Its “Tiety” bag was what put Grofe on the map. The memorable tote made out of secondhand neckties allows the designer to experiment with colourways, patterns, and silhouettes. But be warned: if you’ve become a fan of the brand, prepare to fight over these one-of-a-kind pieces as they are mostly sold out on the spot.
A label that’s all about timeless, slow fashion and natural textiles, EVERYTHING est OK sources its linen, cotton, and chambray materials locally while also supporting skilled weavers in Chiang Mai. The pull of the brand is its well-constructed garments that are flattering on all body types and wearable on many occasions. In short, a closet must-have.
A brand built on the foundations of experimentation and playfulness, poons-peeds initially captured attention with its 3D breasts printed tees. From there, the brand has evolved, establishing an identity around spray painting techniques. Distancing themselves from fast fashion, poons-peeds’ pieces are made-to-order, allowing customers to personalise everything from sizing to some of the design aspects themselves.

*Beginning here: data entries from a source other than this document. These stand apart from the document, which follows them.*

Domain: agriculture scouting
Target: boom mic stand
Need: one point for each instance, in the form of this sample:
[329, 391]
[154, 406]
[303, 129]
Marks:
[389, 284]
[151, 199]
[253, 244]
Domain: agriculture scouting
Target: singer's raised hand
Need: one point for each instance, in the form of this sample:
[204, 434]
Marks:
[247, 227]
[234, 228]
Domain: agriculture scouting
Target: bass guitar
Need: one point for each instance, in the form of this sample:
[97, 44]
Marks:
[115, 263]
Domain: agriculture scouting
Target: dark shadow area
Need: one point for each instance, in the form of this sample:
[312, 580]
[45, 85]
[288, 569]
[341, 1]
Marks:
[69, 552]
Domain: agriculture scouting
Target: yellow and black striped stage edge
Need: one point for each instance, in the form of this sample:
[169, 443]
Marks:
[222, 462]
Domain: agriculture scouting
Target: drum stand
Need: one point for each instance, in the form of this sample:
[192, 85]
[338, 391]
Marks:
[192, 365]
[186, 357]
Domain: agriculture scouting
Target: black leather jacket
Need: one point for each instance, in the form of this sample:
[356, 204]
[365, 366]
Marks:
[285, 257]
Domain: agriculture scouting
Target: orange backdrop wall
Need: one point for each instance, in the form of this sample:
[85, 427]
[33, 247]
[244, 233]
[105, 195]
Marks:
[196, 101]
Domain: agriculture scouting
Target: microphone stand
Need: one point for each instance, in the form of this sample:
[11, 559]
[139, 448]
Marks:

The brand also makes an effort to save its scraps to rework into future pieces.
What started as a personal project to unlock the founder’s inner monologue has become a clothing brand representing a complex intersection of sensuality, sweetness, and strength. Each collection has its own signature handwritten stream-of-consciousness print, which is incorporated into matching sets of garments. Separately, the plain denim pieces from Misty Storage are statements in their own right.
True to its name, this clothing brand sticks to its homemade principles and keeps production largely within the family, with only added specialised support from the local craftsmen in Chiang Mai’s San Pa Tong district. The brand’s batik, hand-dyed, and eco-printing techniques require attention to detail and natural resources. The effort doesn’t go unnoticed and neither does the emphasis on producing the least amount of waste while also empowering the community.